Позаботилась ли ты о своих грудях?!
Иду, вдыхая глубоко
Болот Петровых испаренья,
И мне от голода легко
И весело от вдохновенья.
[Иду, как ходит ветерок
По облетающему саду.]
Прекрасно – утопать и петь.
Память сохранила слова Вульфиуса. Действительно, предчувствия, особенно тяжелые, сбываются.
Память – штука фантастичная и непредсказуемая. Как и предчувствия. Виделась Ивану Логгиновичу во время его ночных прогулок по Фурштатской кровь на стенах дачи. Сбылось. В конце декабря 1917 года старика Горемыкина зверски убили на его даче в Сочи, куда он был выслан в административном порядке Временным правительством после освобождения по возрасту из Петропавловской крепости. Убит вместе с женой, дочерью и зятем.
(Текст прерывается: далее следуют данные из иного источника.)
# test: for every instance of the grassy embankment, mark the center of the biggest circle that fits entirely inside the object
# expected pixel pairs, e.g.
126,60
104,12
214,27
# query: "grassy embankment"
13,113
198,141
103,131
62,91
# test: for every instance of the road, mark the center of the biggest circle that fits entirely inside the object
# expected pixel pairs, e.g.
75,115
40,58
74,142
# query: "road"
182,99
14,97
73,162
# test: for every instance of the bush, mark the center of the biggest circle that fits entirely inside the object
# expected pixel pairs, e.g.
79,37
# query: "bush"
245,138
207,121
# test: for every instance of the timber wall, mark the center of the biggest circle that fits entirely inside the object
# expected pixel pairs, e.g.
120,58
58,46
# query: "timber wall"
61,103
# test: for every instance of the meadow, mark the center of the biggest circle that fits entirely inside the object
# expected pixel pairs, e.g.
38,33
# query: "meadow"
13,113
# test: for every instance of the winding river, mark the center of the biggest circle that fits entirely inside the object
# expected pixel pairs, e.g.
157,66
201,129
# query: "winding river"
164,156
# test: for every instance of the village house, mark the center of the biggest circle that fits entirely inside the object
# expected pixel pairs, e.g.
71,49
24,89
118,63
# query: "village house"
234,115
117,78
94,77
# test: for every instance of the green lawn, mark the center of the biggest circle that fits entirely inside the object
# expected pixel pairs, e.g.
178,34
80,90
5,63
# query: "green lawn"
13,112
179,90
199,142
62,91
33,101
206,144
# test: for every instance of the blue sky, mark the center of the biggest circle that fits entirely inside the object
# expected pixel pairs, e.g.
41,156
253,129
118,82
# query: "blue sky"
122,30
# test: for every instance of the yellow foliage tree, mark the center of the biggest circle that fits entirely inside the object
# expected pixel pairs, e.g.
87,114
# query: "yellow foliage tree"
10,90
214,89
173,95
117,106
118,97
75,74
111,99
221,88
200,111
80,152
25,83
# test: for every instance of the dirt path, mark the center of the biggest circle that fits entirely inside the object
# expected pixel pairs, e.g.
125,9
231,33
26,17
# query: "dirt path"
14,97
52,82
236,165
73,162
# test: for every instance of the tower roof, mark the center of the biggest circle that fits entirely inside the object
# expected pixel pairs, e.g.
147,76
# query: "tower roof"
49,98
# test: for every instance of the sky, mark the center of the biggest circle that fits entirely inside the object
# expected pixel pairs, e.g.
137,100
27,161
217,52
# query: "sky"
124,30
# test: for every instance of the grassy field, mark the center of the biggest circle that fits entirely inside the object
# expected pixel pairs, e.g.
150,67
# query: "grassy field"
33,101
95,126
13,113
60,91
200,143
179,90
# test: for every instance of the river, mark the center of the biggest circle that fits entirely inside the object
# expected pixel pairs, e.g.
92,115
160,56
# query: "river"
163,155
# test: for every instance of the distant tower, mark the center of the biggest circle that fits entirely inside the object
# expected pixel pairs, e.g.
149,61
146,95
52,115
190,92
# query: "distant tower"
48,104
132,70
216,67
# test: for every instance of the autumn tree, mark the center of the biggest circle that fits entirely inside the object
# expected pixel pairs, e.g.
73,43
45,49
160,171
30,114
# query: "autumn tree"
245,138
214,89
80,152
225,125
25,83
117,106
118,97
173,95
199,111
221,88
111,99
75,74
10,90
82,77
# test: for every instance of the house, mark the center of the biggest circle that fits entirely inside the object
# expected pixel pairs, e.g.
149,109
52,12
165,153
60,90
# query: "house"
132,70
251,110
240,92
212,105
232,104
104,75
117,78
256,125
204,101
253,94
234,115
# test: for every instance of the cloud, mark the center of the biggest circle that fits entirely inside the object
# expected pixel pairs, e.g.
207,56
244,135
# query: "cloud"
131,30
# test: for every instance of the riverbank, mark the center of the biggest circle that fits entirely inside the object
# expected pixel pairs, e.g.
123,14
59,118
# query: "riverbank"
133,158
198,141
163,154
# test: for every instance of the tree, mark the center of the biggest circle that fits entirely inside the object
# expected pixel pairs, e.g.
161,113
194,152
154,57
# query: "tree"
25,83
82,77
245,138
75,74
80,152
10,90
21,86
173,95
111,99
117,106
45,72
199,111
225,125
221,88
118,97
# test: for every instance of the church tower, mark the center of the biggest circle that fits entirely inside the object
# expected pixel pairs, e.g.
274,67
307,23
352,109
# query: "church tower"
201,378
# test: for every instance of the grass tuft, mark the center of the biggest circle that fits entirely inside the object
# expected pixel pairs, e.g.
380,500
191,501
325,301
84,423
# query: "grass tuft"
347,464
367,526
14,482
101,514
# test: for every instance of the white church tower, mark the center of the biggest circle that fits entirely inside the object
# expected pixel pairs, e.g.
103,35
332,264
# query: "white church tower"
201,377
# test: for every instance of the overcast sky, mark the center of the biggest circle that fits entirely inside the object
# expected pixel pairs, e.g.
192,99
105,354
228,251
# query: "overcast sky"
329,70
Виделось Михаилу Евграфовичу Салтыкову-Щедрину, сидевшему в Арсенальной гауптвахте, которая размещалась в бывшем Пушечном дворе при дворе Литейном (когда-то ведомство Якова Вилимовича Брюса, вокруг которого формировалась лютеранская община Санкт-Питер-Бурха, помните?), второй дом от Невы по нечетной стороне Литейной першпективы, – виделось, что российская власть должна держать свой народ в состоянии постоянного изумления, – и как в воду глядел. Чем дальше, тем изумление ошеломительнее. Не осрамили потомки. Правда, к изумлению настолько привыкли, что уже не изумляются. Помимо всего прочего и свой Большой дом эти потомки героев Щедрина возвели прямо напротив бывшей Арсенальной гауптвахты. В Арсеналке будущий рязанский вице-губернатор сидел по личному указанию Николая Первого после публикации «Запутанного дела». Высочайший пушкинский цензор имел зоркий глаз. Как не различить крамолу, скажем, в таком рассуждении героя щедринского романа: «Россия – государство обширное, обильное и богатое; да человек-то глуп, мрет с голоду в обильном государстве». Помещение гауптвахты находилось в полуподвале, стены глухие, окон нет. От абсолютной тишины через сутки у сидельцев начинало звенеть в ушах, а некоторые и в обморок падали. Щедрин просидел там две недели, пока следователи изучали дело – роман читали. Читали, похихикивали, переглядывались и недоумевали: как можно так думать, и что делать. Простить нельзя, наказывать – ещё хуже: крамолы в их ведомстве быть не могло. Пока же автор тихие свои дни коротал, возможно, в той же камере, где отбывал наказание его тезка г-н Лермонтов после дуэли с сыном французского посла де Бранта. Сидел Михаил Евграфович, сидел и мыслишки в голову приходили. Разные. Бессмертные. Провидческие. Например: «Многие склонны путать понятия: «Отечество» и «Ваше превосходительство»». Хорошо и актуально по возрастающей во времени. Или: «Если на Святой Руси человек начнет удивляться, то он остолбенеет в удивлении, и так до смерти столбом и простоит». Или виделось: «Это еще ничего, что в Европе за наш рубль дают один полтинник, будет хуже, если за наш рубль станут давать в морду». Это сбылось. Как будто вчера писал. Как и бессмертное: «Громадная сила – упорство тупоумия». Оглянись окрест – «душа страданиями человеческими уезвлена будет» (это – ещё Радищев подметил).
Откуда берется дар предвиденья? Ещё до злополучной дуэли с сыном де Бранта, в 16 (шестнадцать!) лет Лермонтов увидел:
«Настанет год, России чёрный год,
Когда царей корона упадёт;
Забудет чернь к ним прежнюю любовь,
И пища многих будет смерть и кровь;
………………………….
В тот день явится мощный человек,
И ты его узнаешь – и поймёшь,
Зачем в руке его булатный нож:
И горе для тебя! – твой плач, твой стон
Ему тогда покажется смешон;
И будет всё ужасно, мрачно в нём,
Как плащ его с возвышенным челом.
Таких случайностей – совпадений не бывает.
Враг не дремлет, будь бдителен!
Мне же, когда я стоял около афиш Дома офицеров, часто казалось, что я тоже буду артистом и стоять мне на сцене, хотя меня, судя по всему, готовили в аспиранты. Аспирантом я не стал. И артистом не стал, но на сцене простоял много лет. Вот и ныне – стою, но уже на другой сцене. Да и не сцена это.